In the nurse-led care (NLC) model, nurses take on the primary responsibility for patient management. We systematically assessed the effect of NLC for patients with rheumatoid arthritis (RA) on multiple dimensions of quality of care from the Alberta Quality of Care Matrix for Health.
We searched MEDLINE, EMBASE, and CINAHL from 1950 to January 2015. English-language studies were included if they reported on NLC for patients with RA and assessed 1 or more dimensions of quality (effectiveness, acceptability, efficiency, accessibility, appropriateness, and safety). Data were synthesized using narrative analysis.

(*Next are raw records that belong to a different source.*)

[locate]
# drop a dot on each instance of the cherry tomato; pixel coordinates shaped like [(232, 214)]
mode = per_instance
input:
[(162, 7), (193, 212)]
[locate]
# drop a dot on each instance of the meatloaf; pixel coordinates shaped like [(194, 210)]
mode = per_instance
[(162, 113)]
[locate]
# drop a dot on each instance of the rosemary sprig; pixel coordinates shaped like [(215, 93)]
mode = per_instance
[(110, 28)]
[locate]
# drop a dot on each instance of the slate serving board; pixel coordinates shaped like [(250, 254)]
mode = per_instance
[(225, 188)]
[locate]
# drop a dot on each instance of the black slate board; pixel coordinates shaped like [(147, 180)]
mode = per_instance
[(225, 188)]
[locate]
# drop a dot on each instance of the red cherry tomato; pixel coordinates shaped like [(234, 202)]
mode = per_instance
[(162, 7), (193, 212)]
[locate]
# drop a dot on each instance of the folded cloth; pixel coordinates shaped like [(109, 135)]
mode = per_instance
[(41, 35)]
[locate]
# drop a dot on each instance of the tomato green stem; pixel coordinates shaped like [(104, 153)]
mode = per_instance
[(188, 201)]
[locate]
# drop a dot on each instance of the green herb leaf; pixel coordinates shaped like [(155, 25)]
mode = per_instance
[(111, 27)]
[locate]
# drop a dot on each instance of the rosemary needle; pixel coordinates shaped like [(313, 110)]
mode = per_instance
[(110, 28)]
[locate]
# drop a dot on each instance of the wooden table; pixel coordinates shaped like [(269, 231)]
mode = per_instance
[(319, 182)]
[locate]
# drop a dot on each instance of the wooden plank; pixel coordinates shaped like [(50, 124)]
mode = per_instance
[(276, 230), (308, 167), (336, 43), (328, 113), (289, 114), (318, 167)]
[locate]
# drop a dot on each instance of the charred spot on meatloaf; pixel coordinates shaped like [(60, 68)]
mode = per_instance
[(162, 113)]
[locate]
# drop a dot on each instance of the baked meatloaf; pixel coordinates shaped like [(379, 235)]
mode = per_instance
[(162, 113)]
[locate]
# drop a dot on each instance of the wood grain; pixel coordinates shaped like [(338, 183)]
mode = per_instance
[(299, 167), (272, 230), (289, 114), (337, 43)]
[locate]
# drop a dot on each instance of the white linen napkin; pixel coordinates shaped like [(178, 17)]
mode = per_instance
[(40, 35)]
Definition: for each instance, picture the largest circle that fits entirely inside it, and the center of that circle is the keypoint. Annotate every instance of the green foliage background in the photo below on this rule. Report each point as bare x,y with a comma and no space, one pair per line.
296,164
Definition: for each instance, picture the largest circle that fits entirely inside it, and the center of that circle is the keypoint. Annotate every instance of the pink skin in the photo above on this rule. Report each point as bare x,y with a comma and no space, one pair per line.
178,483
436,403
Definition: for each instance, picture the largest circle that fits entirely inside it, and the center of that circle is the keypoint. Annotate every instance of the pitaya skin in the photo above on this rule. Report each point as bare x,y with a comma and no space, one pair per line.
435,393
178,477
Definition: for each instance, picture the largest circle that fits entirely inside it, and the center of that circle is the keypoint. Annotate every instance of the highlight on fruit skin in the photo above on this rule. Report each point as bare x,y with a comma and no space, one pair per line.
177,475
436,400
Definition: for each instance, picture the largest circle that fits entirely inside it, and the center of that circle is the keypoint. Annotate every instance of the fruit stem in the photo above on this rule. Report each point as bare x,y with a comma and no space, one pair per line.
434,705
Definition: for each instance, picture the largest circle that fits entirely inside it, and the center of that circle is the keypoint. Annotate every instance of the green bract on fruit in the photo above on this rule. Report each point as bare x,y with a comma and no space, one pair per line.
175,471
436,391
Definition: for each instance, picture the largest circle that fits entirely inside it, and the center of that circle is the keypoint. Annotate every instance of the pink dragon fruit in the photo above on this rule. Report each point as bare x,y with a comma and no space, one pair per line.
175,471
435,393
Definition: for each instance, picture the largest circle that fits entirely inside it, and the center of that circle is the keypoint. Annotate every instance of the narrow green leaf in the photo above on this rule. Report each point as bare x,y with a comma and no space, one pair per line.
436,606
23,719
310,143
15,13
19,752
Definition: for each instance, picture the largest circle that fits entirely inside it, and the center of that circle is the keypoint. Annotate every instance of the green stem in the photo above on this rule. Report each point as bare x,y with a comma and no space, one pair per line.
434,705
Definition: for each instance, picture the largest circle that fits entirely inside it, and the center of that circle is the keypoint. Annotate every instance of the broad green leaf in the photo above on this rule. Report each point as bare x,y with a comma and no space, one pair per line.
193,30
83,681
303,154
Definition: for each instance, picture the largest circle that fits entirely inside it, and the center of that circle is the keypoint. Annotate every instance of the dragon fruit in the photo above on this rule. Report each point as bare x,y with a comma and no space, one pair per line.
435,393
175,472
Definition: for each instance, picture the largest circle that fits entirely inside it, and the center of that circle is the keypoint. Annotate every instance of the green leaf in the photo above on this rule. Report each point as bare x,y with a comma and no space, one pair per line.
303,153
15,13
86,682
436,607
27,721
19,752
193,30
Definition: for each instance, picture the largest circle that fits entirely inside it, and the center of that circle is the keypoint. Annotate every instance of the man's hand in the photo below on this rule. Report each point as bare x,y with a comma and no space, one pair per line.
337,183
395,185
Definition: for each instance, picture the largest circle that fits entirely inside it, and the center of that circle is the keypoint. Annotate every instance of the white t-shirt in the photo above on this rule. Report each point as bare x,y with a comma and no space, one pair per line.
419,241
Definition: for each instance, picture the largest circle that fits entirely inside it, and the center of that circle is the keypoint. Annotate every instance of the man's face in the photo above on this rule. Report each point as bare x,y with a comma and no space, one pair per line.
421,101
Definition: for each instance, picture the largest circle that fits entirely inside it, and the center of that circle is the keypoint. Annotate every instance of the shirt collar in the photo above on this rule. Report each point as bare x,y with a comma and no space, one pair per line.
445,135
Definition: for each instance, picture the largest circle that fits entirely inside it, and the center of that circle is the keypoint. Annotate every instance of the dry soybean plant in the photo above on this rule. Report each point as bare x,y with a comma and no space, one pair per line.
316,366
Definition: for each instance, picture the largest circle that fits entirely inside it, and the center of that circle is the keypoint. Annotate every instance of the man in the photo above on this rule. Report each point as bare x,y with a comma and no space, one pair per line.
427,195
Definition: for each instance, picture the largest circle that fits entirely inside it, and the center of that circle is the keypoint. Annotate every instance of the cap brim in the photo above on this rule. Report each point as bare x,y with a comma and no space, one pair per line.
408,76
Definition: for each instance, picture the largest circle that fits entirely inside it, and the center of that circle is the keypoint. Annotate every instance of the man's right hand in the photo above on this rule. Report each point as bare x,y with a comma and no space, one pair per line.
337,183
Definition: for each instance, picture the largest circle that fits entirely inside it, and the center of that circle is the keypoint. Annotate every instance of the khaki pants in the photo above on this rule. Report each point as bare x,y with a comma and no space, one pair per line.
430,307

We included 10 studies. The NLC models varied in terms of nurses’ professional designation (clinical nurse specialists or nurse practitioners); however, their role in the clinic was fairly consistent. Disease activity was the most common measure of effectiveness, with NLC being equal (n = 2) or superior (n = 3) to the comparator. NLC was equal (n = 1) or superior (n = 5) versus the comparator in terms of patient satisfaction (i.e., acceptability of care). NLC was equally safe as other models (n = 2). Regarding efficiency, results varied across studies (n = 6) and did not allow for conclusions about models’ cost-effectiveness. In qualitative studies, patients found NLC to be superior in terms of accessibility [i.e., continuity of care (n = 3) and appropriateness measured with education and support (n = 4)]; however, no quantitative measures were found.
NLC for patients with RA is effective, acceptable, and safe as compared with other models. However, current evidence is insufficient to draw conclusions about its efficiency, accessibility, and appropriateness.